Storms pound country’s mid-section

Communities begin recovery as severe storms hit communities from Colorado to Maryland

BY BOND BRUNGARD | CORNING, IA | June 7, 2008


A Saturday night fixture in this southwestern Iowa city will again be rained out this weekend.

The Adams County Speedway is a half-mile dirt track that attracts 2,000 spectators on Saturday nights, and its concession stand does as much business on one night than all the restaurants in town do all week, said Corning Mayor Guy Brace. And bad weather this spring has kept the racers in garage bays, and only two races were run this spring.

“It’s a major revenue source in the summer,” said Brace.

Adams County withstood seven inches of rain during a 48-hour period from Wednesday, June 4 through Friday June 6. Water poured over the banks of the Nodaway River, but by Friday morning, Brace said the high water was in retreat.

“The water has started to recede,” he said.

A Red Cross shelter was open here Thursday in this city of 1,783 people, which is the Adams County seat. But no one needed the assistance. Now, said Brace, the cost damages need to be estimated, so officials from Adams County can seek state and federal assistance.

“We’re in the process of putting together the figures,” he said.

It was another busy week in the nation’s mid-section, in which storms raced west from Colorado to the Atlantic Ocean.

As of Saturday morning, more than 7,500 homes and residences were still without power after violent thunderstorms pounded Washington D.C. Wednesday. In Chesapeake Beach, on the bay’s west shore, a tornado battered trees and homes with 85 mph winds. Another tornado was reported in Fairfax County, VA. And there were reports of others in southern Maryland.

While tornadoes are not uncommon along the eastern seaboard, they are especially worrisome when they strike near population centers like Washington, D.C.

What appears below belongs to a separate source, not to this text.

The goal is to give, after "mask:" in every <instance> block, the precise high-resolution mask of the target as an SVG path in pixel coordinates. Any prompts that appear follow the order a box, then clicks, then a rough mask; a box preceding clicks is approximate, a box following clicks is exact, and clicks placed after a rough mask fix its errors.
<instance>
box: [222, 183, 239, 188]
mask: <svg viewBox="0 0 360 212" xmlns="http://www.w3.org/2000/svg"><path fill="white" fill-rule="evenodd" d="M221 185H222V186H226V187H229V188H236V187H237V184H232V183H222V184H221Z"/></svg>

But tornadoes have hardly been news to the nation’s heartland this spring. In Kearney, NE., a tornado pummeled this community May 29, causing millions of dollars worth of damage. There were no deaths and injuries and that’s being credited to the city’s early warning system, which sounded as a cell moved through the city.

A private hangar collapsed at the Kearney Regional Airport, damaging an $11 million Cessna Citation jet. Gov. Dave Heinemen then declared a state of emergency, and now the damages are being calculated.

“We’re doing damage assessments,” said Christin Kamm, the public information officer for Nebraska Emergency Management Agency, “and they will be doing the recovery for the next several months.”

A line of storms made their Thursday through Kansas, Nebraska and Iowa, spawning several tornadoes in Kansas. Nearly 50,000 homes and businesses were still without power Friday in Oklahoma due to high winds.

In Trego County, KS, a pair of elephants from a traveling circus had to be herded back to the show after they seemingly became spooked by storms that crossed through the state Thursday. They, too, stormed through the community of Wakeeney.

One was tranquilized, so it could rejoin the circus, and the other was prodded into a truck after being found in a backyard about a mile from the Trego County Fairgrounds.

On Wednesday, June 4, a tornado hit Moscow in central Indiana and destroyed a covered bridge. The top floor and the roof were also torn off of a old school house. And during a 24-hour period, about five inches of rain fell on this area, about 35 miles southeast of Indianapolis.